THE BASIS OF THE NEW DEMOCRACY

"CONSTITUTIONS are but paper; society is the substratum of government," said Fisher Ames. The earlier rule of the governing classes was possible because society recognized distinctions and the masses were deferential. The opening up of the Western lands, however, weakened the influence of the old land-owning class and exerted a leveling effect upon society, East and West. The demand everywhere for the removal of all restrictions upon the suffrage is evidence of the democratization of American society. The masses were becoming politically self-conscious and insisted upon a direct participation in the work of governing.

108. Social Conditions and their Political Consequences.1 ... The English laws concerning the transmission of property were abolished in almost all the States at the time of the Revolution. The law of entail was so modified as not materially to interrupt the free circulation of property. The first generation having passed away, estates began to be parcelled out; and the change became more and more rapid with the progress of time. And now, after a lapse of a little more than sixty years, the aspect of society is totally altered; the families of the great landed proprietors are almost all commingled with the general mass. In the State of New York, which formerly contained many of these, there are but two who still keep their heads above the stream; and they must shortly disappear. The sons of these opulent citizens have become merchants, lawyers, or physicians. Most of them have lapsed into obscurity. The last trace of hereditary ranks and distinctions is destroyed, the law of partition has reduced all to one level.

I do not mean that there is any lack of wealthy individuals in the United States; I know of no country, indeed, where the

1 De Tocqueville, Democracy in America (12th ed., trans. by Reeve), 1, 63-67 passim. The author records observations which he made in 1831.
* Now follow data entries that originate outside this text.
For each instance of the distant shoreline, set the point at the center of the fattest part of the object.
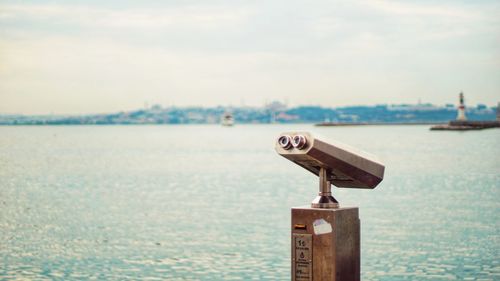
(341, 124)
(238, 124)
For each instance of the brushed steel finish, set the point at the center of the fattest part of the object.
(335, 255)
(346, 166)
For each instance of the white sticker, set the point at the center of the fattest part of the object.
(321, 227)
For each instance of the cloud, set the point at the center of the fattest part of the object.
(192, 16)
love of money has taken a stronger hold on the affections of men, and where a profounder contempt is expressed for the theory of the permanent equality of property. But wealth circulates with inconceivable rapidity, and experience shows that it is rare to find two succeeding generations in the full enjoyment of it.

This picture, which may, perhaps, be thought to be overcharged, still gives a very imperfect idea of what is taking place in the new States of the West and Southwest. At the end of the last century, a few bold adventurers began to penetrate into the valley of the Mississippi; and the mass of the population very soon began to move in that direction: communities unheard of till then suddenly appeared in the desert. States whose names were not in existence a few years before, claimed their place in the American Union; and in the Western settlements we may behold democracy arrived at its utmost limits. In these States, founded off-hand, and as it were by chance, the inhabitants are but of yesterday. Scarcely known to one another, the nearest neighbors are ignorant of each other's history. In this part of the American continent, therefore, the population has escaped the influence not only of great names and great wealth, but even of the natural aristocracy of knowledge and virtue. None are there able to wield that respectable power which men willingly grant to the remembrance of a life spent in doing good before their eyes. The new States of the West are already inhabited; but society has no existence among them. . .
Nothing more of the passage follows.